Trade Secrets and Theft by Steganography: When a Picture Contains a Thousand Words

sunrise-in-golden-gate-bridge-san-francisco-california-usa-picture-id1059094760-300x300In November 2018, the U.S. Department of Justice rolled out the China Initiative. This new policy includes plans to “identify priority Chinese trade theft cases, ensure we have enough resources dedicated to them, and … bring them to an appropriate conclusion quickly and effectively.” The new Attorney General, who has a master’s degree in Chinese Studies, supports the Initiative and intends to continue to advance it.

A number of defendants have been indicted under this new policy in quick succession. The indictments have come under a range of criminal statutes, including trade secret theft and economic espionage laws. Officials have acknowledged that similar previous efforts have sometimes failed, and it is unclear whether the recent indictments will actually result in guilty pleas or criminal convictions. Regardless, certain allegations are notable not only for the China Initiative policy driving them, but also for the steganography allegedly utilized to steal the trade secrets.

Typically, accusations are based on allegations of relatively simple methods of theft. For example, several recent cases involve accusations that an employee took photos of a computer screen displaying trade secret information. This act was alleged in a China Initiative trade secret theft case brought in February regarding a formulation for a coating for the inside of beverage cans, and in another one brought in January regarding Apple’s self-driving car project. Other China Initiative trade secret theft cases involve accusations of removing part of a robotic phone testing system from the owner’s laboratory in a computer bag, or copying files onto thumb drives.

But an indictment unsealed just a couple of weeks ago is more intriguing. United States v. Xiaoqing Zheng, Case 1:18-mj-00434-CFH (N.D. NY Aug. 1, 2018) includes charges of economic espionage and conspiracy to steal trade secrets regarding turbine technologies from General Electric Corporation. GE apparently became suspicious of its employee after it was discovered that files on his work computer had been encrypted using a program that the company does not provide to its employees. GE installed monitoring software on the computer to determine what information was being encrypted and what was being done with it.

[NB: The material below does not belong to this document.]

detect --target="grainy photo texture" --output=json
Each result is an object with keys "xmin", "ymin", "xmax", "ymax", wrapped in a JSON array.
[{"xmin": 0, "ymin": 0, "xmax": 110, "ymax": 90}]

The indictment states that the software captured the employee plugging an iPhone into his work computer, copying a photo of a sunrise onto the computer, adding text to the photo stating “Happy Fourth of July,” and saving the photo file in a temp folder. The employee then allegedly inserted a read-only copy of 40 encrypted files containing GE’s proprietary information into the binary code of the sunrise image file. He allegedly attached the file to an email message, typed “Nice view to keep” into the subject line of the e-mail, and sent the message from his work e-mail account to his personal e-mail address. The indictment explains that a person tasked with routine e-mail monitoring by GE “would have seen the digital photograph in Zheng’s GE e-mail, but unless they knew where to look within the binary code of the digital photograph, they would only have seen a photograph of a sunset.”

Image steganography is not new, and in fact criminals have utilized steganography to spread malware for some time. DOJ has even indicted others for attempted trade secret theft using these techniques before. But the affiant in the Zheng indictment states that these techniques are “uncommon even among trained computer experts, and both GE Digital analysts and FBI agents specializing in cyber crimes have told me that they were aware of these measures in theory, but that they had never actually seen a subject employ them.” What does this case mean for employers and employees concerned about protecting their trade secrets?

Whether or not the case signals a new trend in employee trade secret theft, companies may want to check their policies to determine whether and how this situation could have been addressed if it had happened to them. At minimum, specific prohibitions on the use of non-company-issued encryption software on work computers make sense. In certain circumstances, prohibitions on transferring files between personal phones and work computers, and/or prohibitions against attaching files to personal emails issuing from a work computer, may also be reasonable given the potential use of steganographic techniques. Of course, companies must also comply with labor and privacy laws regarding any monitoring of computers.